Повелители Небес
Шрифт:
Я поднимался на север дорогой, лежавшей в стороне от побережья, и повернул к морю, следуя дорогой, взбиравшейся на поросшие сосняком скалы моего детства. Картина вокруг открывалась безрадостная, трава пожухла, почва растрескалась, став похожей на античную маску. Деревья высохли, иглы на их ветвях осыпались на землю и хрустели под копытами моей лошади. Я остановился на вершине скалы над обрывом и внезапно почувствовал, что нервничаю. Внизу жались друг к другу грубой постройки домишки, которые вполне могли быть размещены на одной из площадей Дюрбрехта. На берегу лежали лодки, а за ними, блистающие в лучах безжалостного солнца, воды Фенда. Ветра не было, его дуновений я не чувствовал уже несколько дней, и деревня выглядела запеченной в песке. Сколь жалким казался мне мой родной дом! Я пришпорил кобылу и принялся осторожно спускаться по склону.

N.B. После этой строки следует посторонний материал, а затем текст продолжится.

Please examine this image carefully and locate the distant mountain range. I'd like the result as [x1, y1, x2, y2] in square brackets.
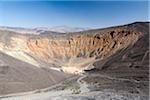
[0, 26, 89, 34]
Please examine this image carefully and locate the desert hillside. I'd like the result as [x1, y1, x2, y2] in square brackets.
[0, 22, 149, 100]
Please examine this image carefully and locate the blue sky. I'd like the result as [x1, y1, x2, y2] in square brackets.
[0, 1, 149, 28]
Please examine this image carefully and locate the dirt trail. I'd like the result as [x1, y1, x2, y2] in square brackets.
[77, 75, 90, 93]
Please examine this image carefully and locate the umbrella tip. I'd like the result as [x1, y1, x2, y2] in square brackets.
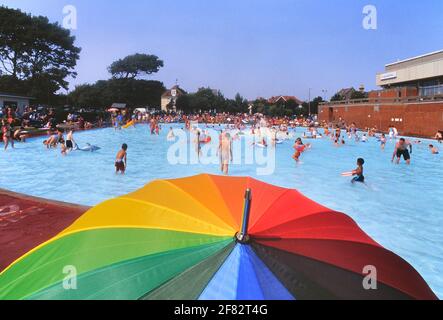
[235, 232, 250, 244]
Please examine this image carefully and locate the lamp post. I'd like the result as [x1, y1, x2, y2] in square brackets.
[308, 88, 312, 117]
[321, 89, 328, 102]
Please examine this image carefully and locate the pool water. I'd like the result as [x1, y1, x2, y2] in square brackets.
[0, 125, 443, 298]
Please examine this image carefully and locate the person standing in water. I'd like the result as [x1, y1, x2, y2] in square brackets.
[2, 119, 14, 151]
[429, 144, 439, 154]
[391, 138, 412, 164]
[115, 143, 128, 174]
[342, 158, 365, 183]
[219, 133, 233, 175]
[66, 130, 76, 151]
[380, 133, 386, 150]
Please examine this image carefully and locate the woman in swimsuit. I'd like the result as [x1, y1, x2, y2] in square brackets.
[2, 119, 14, 150]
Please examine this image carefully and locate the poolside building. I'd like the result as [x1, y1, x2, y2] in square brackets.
[268, 96, 303, 105]
[0, 92, 32, 114]
[319, 50, 443, 137]
[161, 85, 186, 112]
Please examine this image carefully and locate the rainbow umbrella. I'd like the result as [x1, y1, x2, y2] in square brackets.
[0, 175, 436, 300]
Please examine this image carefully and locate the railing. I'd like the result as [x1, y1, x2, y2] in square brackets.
[320, 93, 443, 106]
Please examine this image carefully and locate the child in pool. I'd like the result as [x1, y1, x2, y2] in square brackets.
[115, 143, 128, 174]
[429, 144, 439, 154]
[342, 158, 365, 183]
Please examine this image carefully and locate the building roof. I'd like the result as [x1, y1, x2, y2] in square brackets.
[162, 85, 185, 98]
[111, 103, 126, 109]
[337, 88, 356, 100]
[386, 50, 443, 67]
[268, 96, 303, 104]
[376, 50, 443, 87]
[0, 92, 35, 100]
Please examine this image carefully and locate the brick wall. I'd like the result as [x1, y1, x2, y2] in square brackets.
[319, 101, 443, 137]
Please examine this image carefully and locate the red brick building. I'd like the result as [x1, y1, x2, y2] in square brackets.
[319, 50, 443, 137]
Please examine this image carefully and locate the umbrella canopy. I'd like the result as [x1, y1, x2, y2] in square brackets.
[0, 175, 436, 300]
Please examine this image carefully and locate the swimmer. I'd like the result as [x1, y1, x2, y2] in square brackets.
[429, 144, 439, 154]
[66, 130, 76, 151]
[115, 143, 128, 174]
[166, 127, 175, 141]
[380, 133, 386, 150]
[194, 130, 202, 159]
[391, 138, 412, 164]
[434, 131, 443, 143]
[2, 119, 14, 151]
[292, 138, 311, 162]
[218, 133, 233, 175]
[341, 158, 365, 183]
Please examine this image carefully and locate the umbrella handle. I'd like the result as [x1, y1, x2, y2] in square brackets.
[237, 188, 252, 243]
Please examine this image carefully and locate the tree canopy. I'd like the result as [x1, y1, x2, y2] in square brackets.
[0, 6, 81, 101]
[108, 53, 164, 79]
[68, 79, 166, 109]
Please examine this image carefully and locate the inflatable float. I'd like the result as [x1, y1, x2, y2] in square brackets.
[200, 136, 212, 144]
[122, 120, 135, 129]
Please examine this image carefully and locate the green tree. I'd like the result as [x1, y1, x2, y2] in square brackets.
[108, 53, 164, 79]
[0, 6, 81, 102]
[68, 79, 166, 109]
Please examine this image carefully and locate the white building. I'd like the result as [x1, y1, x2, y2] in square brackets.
[0, 92, 32, 114]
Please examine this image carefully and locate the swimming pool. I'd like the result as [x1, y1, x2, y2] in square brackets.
[0, 125, 443, 298]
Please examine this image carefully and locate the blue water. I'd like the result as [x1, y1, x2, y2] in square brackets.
[0, 125, 443, 298]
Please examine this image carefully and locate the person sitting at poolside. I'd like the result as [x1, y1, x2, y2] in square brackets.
[429, 144, 439, 154]
[391, 138, 412, 164]
[342, 158, 365, 183]
[43, 130, 64, 149]
[115, 143, 128, 174]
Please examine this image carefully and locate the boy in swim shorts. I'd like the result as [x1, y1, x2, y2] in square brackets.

Я испытывал странную смесь чувств: радость, удовольствие и в то же время тревогу, когда, натянув поводья, остановил лошадь возле хижины своих родителей (ведь я уже не мог считать это место своим домом) и сошел на землю. Из-под сделанного из старого паруса тента со стула поднялась женщина с тронутыми сединой волосами и принялась вытирать покрытые рыбьей слизью руки о грязный фартук. Руки женщины были грубы и красны, а лицо ее темнее, чем то, которое я хранил в памяти. Сердце мое точно зашлось на секунду. Я сказал:
— Мама.
Она же улыбнулась и закричав: «Давиот», кинулась мне на шею. Я обнял свою маму, которая теперь едва доставала мне до плеча и казалась очень хрупкой. Когда она отстранилась от меня, чтобы получше рассмотреть мое лицо, я заметил слезы в ее глазах. Мать смотрела на меня так, точно не верила тому, что видела.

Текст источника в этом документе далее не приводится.